İlk Havva oldu ismin. Hacer, Sare oldu. Miryam oldu, Safura oldu, Asya oldu. Hanne oldu, Elen oldu. Puduhepa, Meryem, Perpetua, Felicita, Hatice, Aişe ve Fatıma oldu. Dünya ne güzel isimlerle doldu. Ne çiçekler açtı mevsimler bahçesinde. Gözler ışıldadı sizin parlak ikliminizde. Haneler, evler; ocak oldu. Sevgi tüttü, aşk tüttü kalp vadilerinde. Dağlara deniz, derya oldu varlığınız. Sizde eridi gitti nice bilinmez dertlerimiz. Sizde maviliğe kavuştu nice gri ve siyah renklerimiz. Sizde dalga dalga hayat oldu korkak ve ürkek adımlarımız. Sizde eridi en sert sözler. Sizde göklere ulaştı en içten dilekler. Sizde büyüdü ve güneş gibi parladı nice küçük, cılız ümitler.
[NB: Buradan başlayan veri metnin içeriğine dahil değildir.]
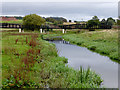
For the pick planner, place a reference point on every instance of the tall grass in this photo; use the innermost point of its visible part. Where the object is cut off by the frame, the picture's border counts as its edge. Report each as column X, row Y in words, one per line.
column 105, row 43
column 34, row 63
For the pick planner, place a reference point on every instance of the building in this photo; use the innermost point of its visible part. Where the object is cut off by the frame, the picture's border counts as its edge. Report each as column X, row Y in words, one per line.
column 8, row 19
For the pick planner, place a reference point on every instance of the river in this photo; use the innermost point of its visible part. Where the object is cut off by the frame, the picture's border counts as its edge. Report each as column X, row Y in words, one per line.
column 80, row 56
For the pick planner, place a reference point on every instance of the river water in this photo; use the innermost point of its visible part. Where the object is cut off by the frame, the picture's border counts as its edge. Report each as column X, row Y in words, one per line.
column 80, row 56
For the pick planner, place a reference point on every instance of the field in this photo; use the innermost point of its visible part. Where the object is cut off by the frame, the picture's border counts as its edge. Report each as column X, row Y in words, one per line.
column 16, row 22
column 30, row 62
column 104, row 42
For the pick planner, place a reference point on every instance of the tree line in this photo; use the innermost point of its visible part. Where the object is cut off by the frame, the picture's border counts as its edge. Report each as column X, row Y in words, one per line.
column 34, row 21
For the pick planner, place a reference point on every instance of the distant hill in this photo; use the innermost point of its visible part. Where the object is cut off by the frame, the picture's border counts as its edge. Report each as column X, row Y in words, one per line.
column 53, row 19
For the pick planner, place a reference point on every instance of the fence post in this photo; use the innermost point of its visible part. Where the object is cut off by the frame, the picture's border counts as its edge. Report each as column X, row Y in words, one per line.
column 63, row 31
column 41, row 30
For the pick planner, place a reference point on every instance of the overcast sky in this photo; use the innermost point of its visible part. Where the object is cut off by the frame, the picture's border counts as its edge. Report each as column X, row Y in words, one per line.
column 60, row 0
column 75, row 10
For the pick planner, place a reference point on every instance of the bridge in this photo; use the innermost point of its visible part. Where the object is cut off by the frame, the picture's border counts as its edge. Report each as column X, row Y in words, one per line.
column 48, row 27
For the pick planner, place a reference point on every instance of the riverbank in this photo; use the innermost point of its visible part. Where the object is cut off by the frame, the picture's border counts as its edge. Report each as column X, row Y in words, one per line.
column 30, row 62
column 104, row 42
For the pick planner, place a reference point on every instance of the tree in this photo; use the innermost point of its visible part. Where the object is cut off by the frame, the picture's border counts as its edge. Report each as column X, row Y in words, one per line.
column 70, row 20
column 33, row 21
column 110, row 21
column 95, row 18
column 103, row 22
column 93, row 22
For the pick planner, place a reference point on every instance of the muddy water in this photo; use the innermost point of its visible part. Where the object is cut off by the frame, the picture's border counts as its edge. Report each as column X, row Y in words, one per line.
column 80, row 56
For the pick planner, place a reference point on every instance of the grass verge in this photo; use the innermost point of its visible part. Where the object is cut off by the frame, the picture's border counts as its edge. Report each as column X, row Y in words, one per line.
column 30, row 62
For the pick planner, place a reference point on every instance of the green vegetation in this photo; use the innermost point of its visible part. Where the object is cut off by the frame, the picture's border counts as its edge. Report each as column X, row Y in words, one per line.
column 33, row 21
column 16, row 22
column 56, row 20
column 104, row 42
column 30, row 62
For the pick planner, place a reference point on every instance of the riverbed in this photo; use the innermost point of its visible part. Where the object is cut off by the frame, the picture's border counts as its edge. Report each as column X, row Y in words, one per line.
column 81, row 56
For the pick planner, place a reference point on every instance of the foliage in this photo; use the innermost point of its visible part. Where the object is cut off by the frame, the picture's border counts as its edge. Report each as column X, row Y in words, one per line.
column 34, row 63
column 93, row 22
column 33, row 21
column 16, row 22
column 56, row 20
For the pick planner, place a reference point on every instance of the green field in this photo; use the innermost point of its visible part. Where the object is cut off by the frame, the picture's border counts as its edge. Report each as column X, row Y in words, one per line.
column 30, row 62
column 16, row 22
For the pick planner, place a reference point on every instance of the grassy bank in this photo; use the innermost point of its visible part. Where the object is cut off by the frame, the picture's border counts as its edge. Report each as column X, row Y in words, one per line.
column 16, row 22
column 30, row 62
column 104, row 42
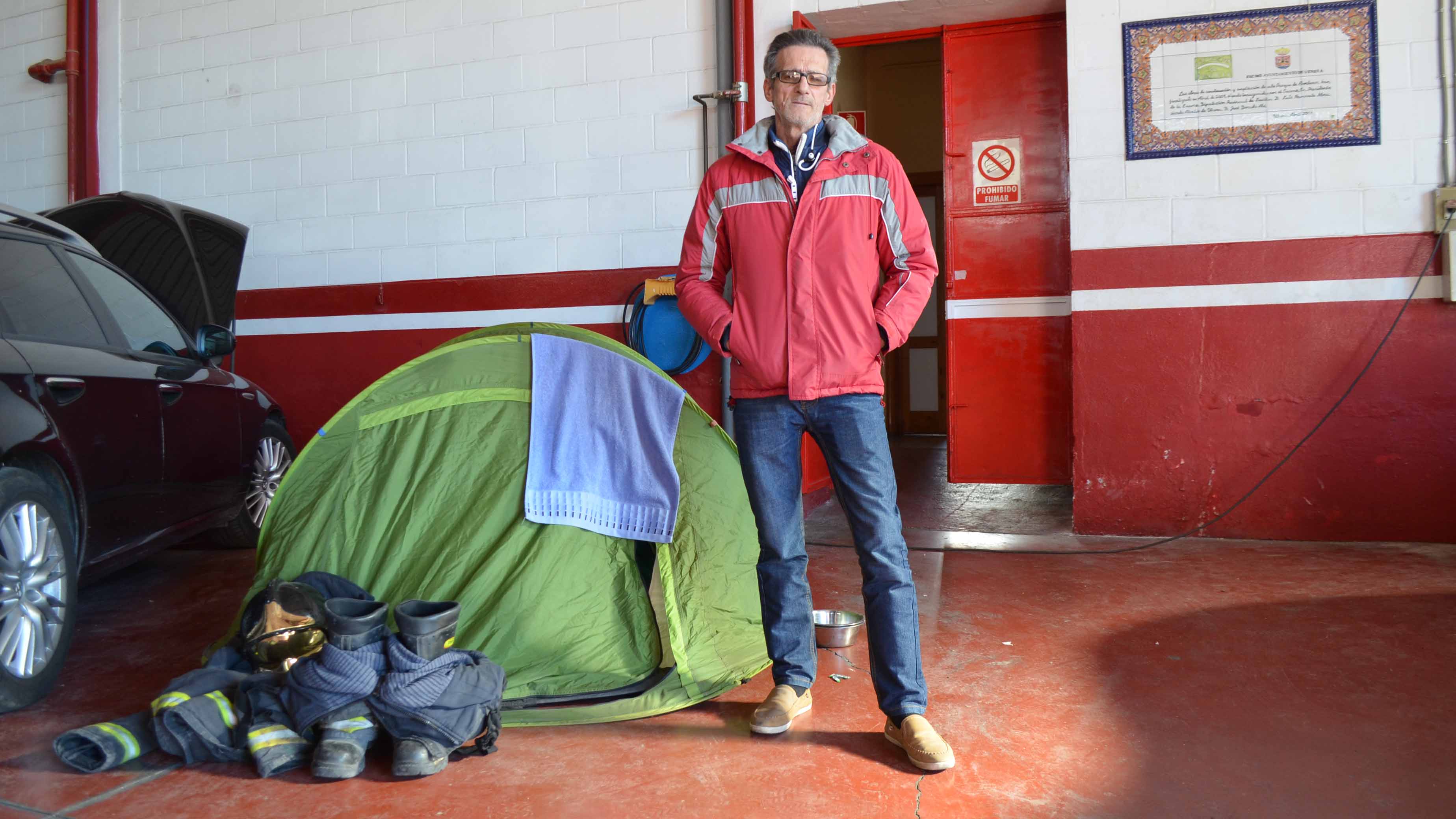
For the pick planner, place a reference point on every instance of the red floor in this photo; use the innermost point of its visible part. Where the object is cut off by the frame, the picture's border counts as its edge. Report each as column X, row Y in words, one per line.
column 1200, row 680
Nice doğumlarla gönüllere inşirah veren müjdeler olurken yeryüzünde adlarınız, nice bin sıkıntılara da insanlık için katlandınız. Bu yüzden diğerkâmlıktı ta baştan adlarınız. Yokluklar, açlıklar, kıtlıklar, savaşlar sizi vurdu önce. Ama durmadınız, duramazdınız ve sizi gördü insanlık, sizler yokluklar içinde varlık cilveleri çakarken en önde. Dünya da böyle dönüyordu zaten dönecekse. Siz engin yüreklerinizde şefkat ilmikleri atarken geleceğe, kötü ruhlar sizleri mahkûm etmek istiyordu onulmaz bir hiçliğe. Sen bir zaman yavrunu öldürmek isteyen zalimin eline düşmemek için minicik yavrunla tutmuştun uzakların yolunu. Bir zaman da şirke isyanından dolayı zindanlara atılmış, orada teslim etmiştin Rahman’a ruhunu. Bir zaman imanından dolayı kazıklara bağlanmış, üzerine konan taşlara aldırış etmeden beklemiştin cennet yolunu.
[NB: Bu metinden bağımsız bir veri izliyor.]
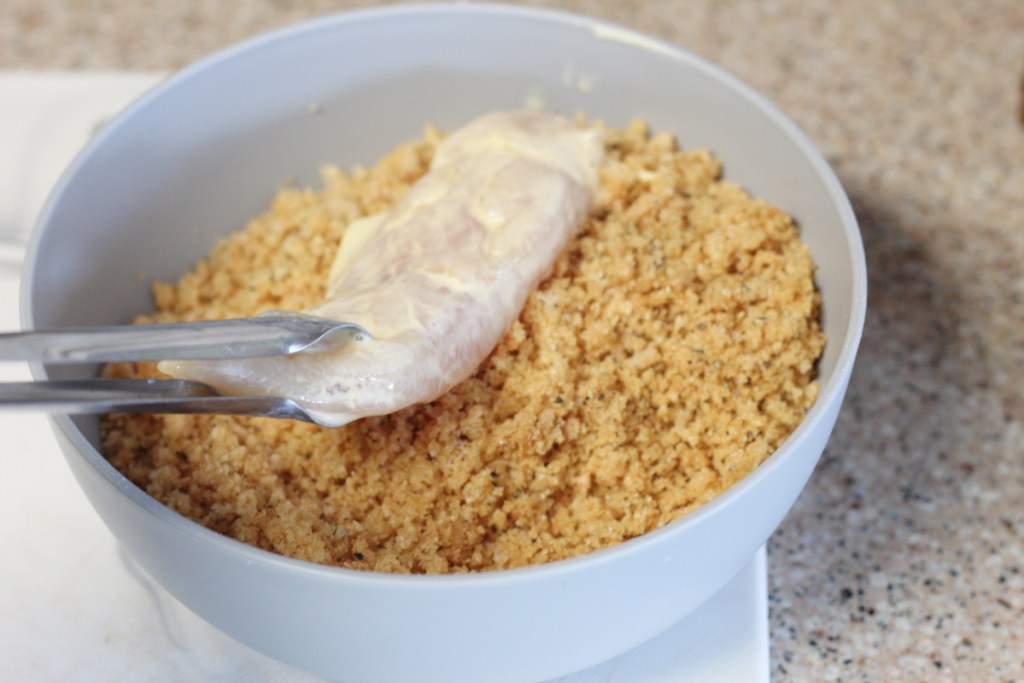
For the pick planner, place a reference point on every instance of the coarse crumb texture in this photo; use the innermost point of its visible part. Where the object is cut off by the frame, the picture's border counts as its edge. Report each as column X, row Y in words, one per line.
column 670, row 352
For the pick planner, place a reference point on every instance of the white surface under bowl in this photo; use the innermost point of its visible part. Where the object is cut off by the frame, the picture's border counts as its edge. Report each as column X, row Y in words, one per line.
column 205, row 151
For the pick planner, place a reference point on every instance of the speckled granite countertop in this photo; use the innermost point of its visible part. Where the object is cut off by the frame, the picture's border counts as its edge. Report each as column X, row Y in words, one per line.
column 903, row 558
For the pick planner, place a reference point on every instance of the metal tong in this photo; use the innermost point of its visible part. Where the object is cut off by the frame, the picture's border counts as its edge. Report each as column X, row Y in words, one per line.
column 274, row 334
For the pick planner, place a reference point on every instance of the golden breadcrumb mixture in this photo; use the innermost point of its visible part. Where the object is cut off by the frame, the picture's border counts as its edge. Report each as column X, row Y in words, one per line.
column 670, row 352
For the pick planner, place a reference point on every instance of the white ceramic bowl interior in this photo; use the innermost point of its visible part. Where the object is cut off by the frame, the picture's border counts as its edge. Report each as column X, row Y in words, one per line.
column 206, row 150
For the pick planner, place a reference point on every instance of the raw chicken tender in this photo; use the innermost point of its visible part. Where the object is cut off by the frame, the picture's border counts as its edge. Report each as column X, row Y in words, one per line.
column 439, row 279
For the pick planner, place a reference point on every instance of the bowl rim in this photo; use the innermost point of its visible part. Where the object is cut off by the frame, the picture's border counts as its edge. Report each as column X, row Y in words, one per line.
column 830, row 390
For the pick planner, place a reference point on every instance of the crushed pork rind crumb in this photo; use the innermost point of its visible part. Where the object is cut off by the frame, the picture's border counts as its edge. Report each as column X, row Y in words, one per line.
column 670, row 352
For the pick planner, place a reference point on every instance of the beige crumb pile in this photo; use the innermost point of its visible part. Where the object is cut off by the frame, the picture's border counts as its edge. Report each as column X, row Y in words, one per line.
column 670, row 352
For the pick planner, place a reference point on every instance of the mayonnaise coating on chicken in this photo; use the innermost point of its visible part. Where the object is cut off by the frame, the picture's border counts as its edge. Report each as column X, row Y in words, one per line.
column 439, row 279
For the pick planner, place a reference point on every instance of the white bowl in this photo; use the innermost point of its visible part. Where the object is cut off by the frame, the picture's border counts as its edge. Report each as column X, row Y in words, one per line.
column 206, row 150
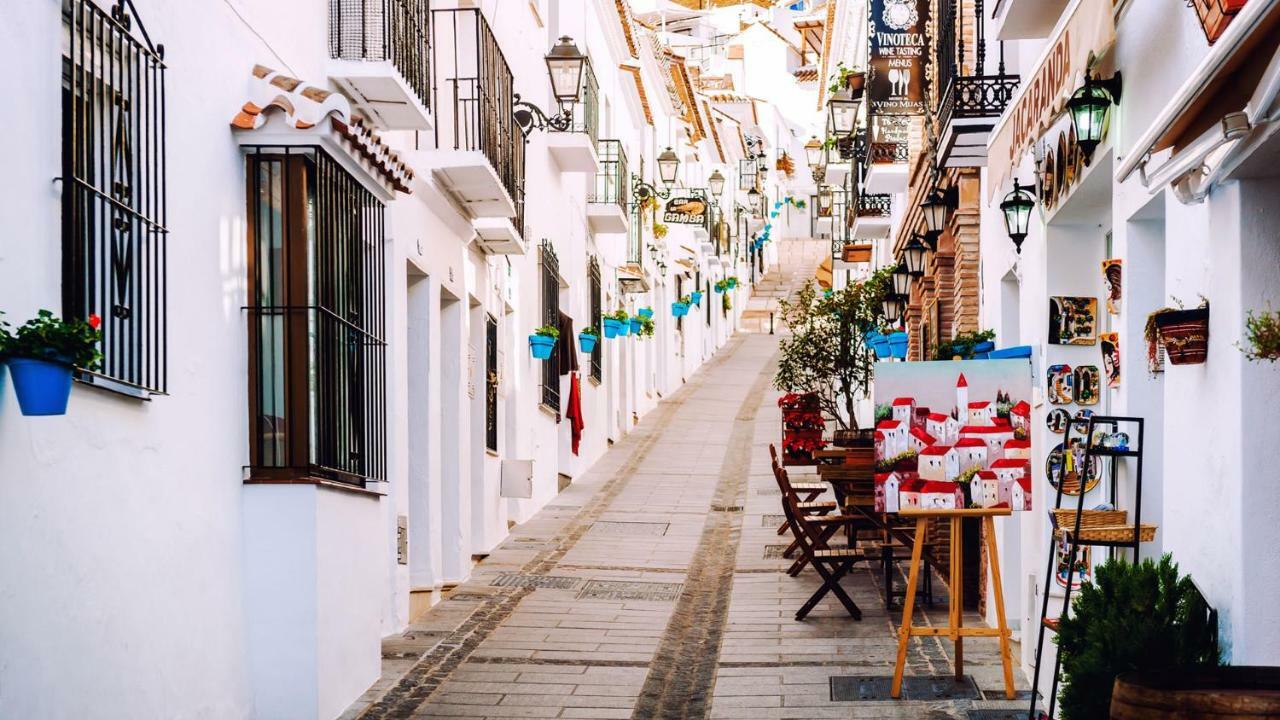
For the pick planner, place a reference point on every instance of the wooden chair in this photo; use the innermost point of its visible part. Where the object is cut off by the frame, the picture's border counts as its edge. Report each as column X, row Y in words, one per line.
column 831, row 563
Sen yağmur sonrası bir şebnem düşmesin diye yere, dokunmaya kıyamazken yaprağa; nasıl da kıydılar o güzel hayallerine ve hayatına hem de kahkahalarla. Sen ‘yavrum, canım’ diye tir tir titrerken evlatlarının üzerinde, gözleri kin ve nefretten başka bir şey görmeyen zavallılar, nasıl da çekip aldılar o minicik yavrunu elinden. Sen annesin. Sen bir şefkat kahramanısın. Sen vadiler dolusu rengarenk çiçeksin. Allah, nebisinin diliyle cenneti senin ayakların altına sererken, birileri seni mahrum etti hakkın olan bütün güzelliklerden. Bir evlat perişan olur, nasipsiz kalırsa senin duandan; ne hale gelir o zaman sana zulmedenler senin bedduandan. Nasıl el kaldırırlar sana bir savaşın ortasında. Nasıl sürerler seni yurdundan bir canilik yalanıyla. Nasıl ayırırlar seni ciğerparelerinden, evinden ırkçılık ve ayrımcılık yaftasıyla. Sen kadınsın. Sen hayatın gülüsün, tebessümüsün. Bazen bir lider bazen bir işçi ama hep doğru hep dürüst ve hep merhamet dolusun. Bazen bir öğretmen bazen bir doktor bazen ev hanımı ama hep hayatın içindesin.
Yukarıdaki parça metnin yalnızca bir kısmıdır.